Visitors to the Staples in Lenox Marketplace now can find a special U.S. Postal Service counter, where they can buy stamps and mail packages.
On Tuesday they also found about 50 protesters recruited by the American Postal Workers Union, who say the move is a step toward privatization and are making the Staples deal a front in the fight over the shape of the 21st century postal service.
“Whose post office?” a union member yelled in a bullhorn. “The people’s post office!” the protesters responded as the lunch hour approached. On occasion, a passing motorist would honk.
Atlanta is one of five test markets around the nation for the partnership between Staples and the Postal Service, an arrangement that began in 82 stores in October and could expand to 1,600 stores nationwide. It’s a potential new revenue stream for the Postal Service, which is grappling with funding shortfalls.
Postal Service spokeswoman Darleen Reid-deMeo said the arrangement also helps expand customer service, as Staples locations are open on nights and weekends when post offices aren’t.
But the postal unions are not pleased that Staples employees, and not postal employees, are handling mail and dealing with customers. The number of career postal employees declined from 696,000 in 2006 to 490,000 in 2013, as the Postal Service shed labor costs.
Mark Dimondstein, the president of the American Postal Workers Union, one of four postal unions, said he fears the Staples arrangement will cannibalize post offices near Staples stores, forcing them to close as the service shrinks further.
“That’s our vision of the future: Provide more services that the people need and that (the Postal Service) could be there and vibrant for generations to come,” Dimondstein said. “And the Postal Service wants it to be privatized piece by piece, and in between, somebody making a buck.”
Reid-deMeo said the partnership “has nothing to do with downsizing, short-sizing, closing post offices, none of it. It’s only meant to enhance current services available to customers.”

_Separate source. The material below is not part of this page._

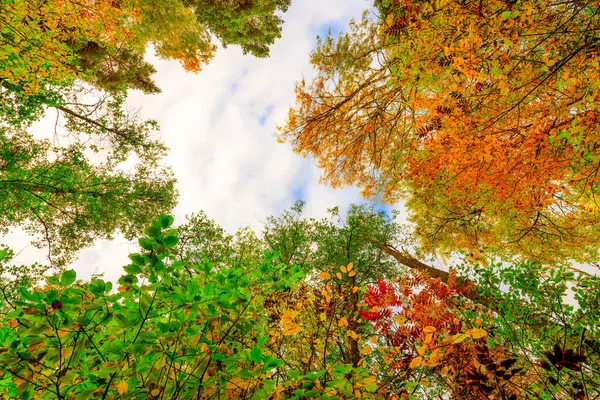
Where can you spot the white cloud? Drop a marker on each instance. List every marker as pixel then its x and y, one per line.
pixel 219 126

People can buy stamps and other postal products at 65,000 non-post office locations around the country. The Staples arrangement is unique in that the stores house a miniature, USPS-branded post office run by Staples employees. The USPS is the exclusive mailing and shipping option at the Staples locations, which will offer stamps, package weighing and mail drops, but not registered mail and money order services.
The future of the Postal Service is a topic of considerable debate in Washington. A quasi-governmental agency, the USPS does not receive a direct taxpayer subsidy, but is overseen by Congress and the postal regulatory commission.
The biggest short-term financial challenge for the USPS is the result of a 2006 law requiring it to pre-fund future retiree health care obligations at a cost of $5.6 billion per year. The requirement has helped send the Postal Service into debt. It has defaulted on payments in the past two years and expects to do so again this year, as it has run out of borrowing authority.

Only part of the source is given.